Type E Botulism strikes again in the Great Lakes

Photo: Flickr/Ano Lobb. @healthyrx

Photo: Flickr/Ano Lobb. @healthyrx

“The New York State Department of Environmental Conservation (NYDEC) announced (on Friday, December 6, 2013) that Type E botulism has again struck the eastern basin of Lake Ontario this fall resulting in sizable mortality in migrating waterbirds. Reports from the public and field investigations by DEC crews indicate that at least 200-300 common loons have washed ashore along Jefferson and northern Oswego County shorelines. The loon deaths were all attributable to type E botulism. Long-tailed ducks, grebes and gulls have also been found. A mortality event involving this many loons has not been seen on Lake Ontario since 2006.” – NYDEC press release

In July of this year, the Canadian Cooperative Wildlife Health Centre diagnosed Type E botulism in a Caspian Tern that was collected from Lake Ontario.

Type E botulism outbreaks on the Great Lakes have become a regular occurrence resulting in the deaths of thousands of birds.  Scientists are now using new and creative techniques to help solve the mystery and prove how the botulism toxin makes it’s way in the food chain to become available to waterfowl.  “It’s kind of like a detective story,” David Blehert, a microbiologist with the USGS National Wildlife Health Center told reporters.
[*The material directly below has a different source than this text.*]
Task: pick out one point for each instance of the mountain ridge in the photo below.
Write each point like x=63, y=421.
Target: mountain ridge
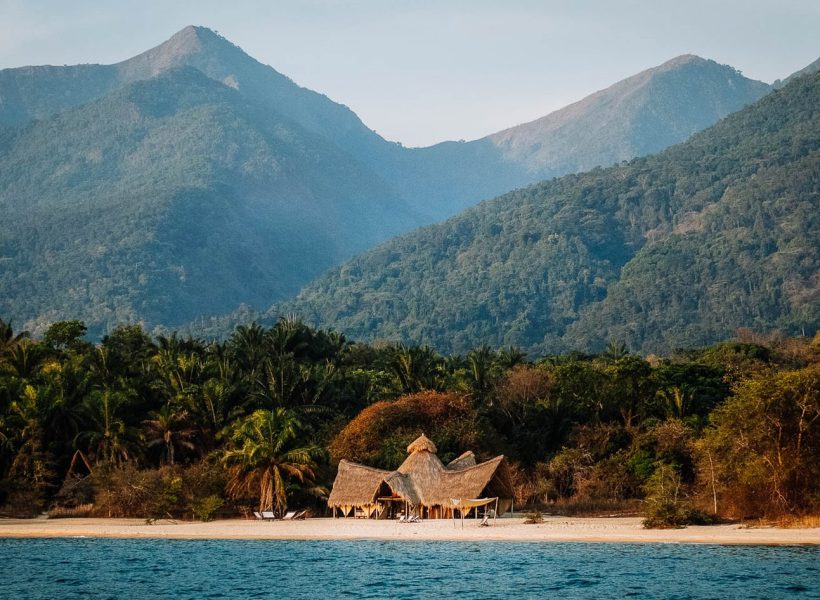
x=372, y=187
x=677, y=248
Primarily the goal is to determine why the outbreaks have been increasing in frequency and intensity in the last decade and whether anything can be done to prevent or diminish the outbreaks.

Dr. Ted Leighton explains the effects of the deadly Botulism toxin affecting wildlife in the great lakes of Canada. It is most likely that several environmental factors including alien species, climate change and nutrient runoff are the root cause of botulism killing birds and fish on the Great Lakes.

The public is encouraged to report dead birds to the regional CCWHC offices or to their local Department of Natural Resources.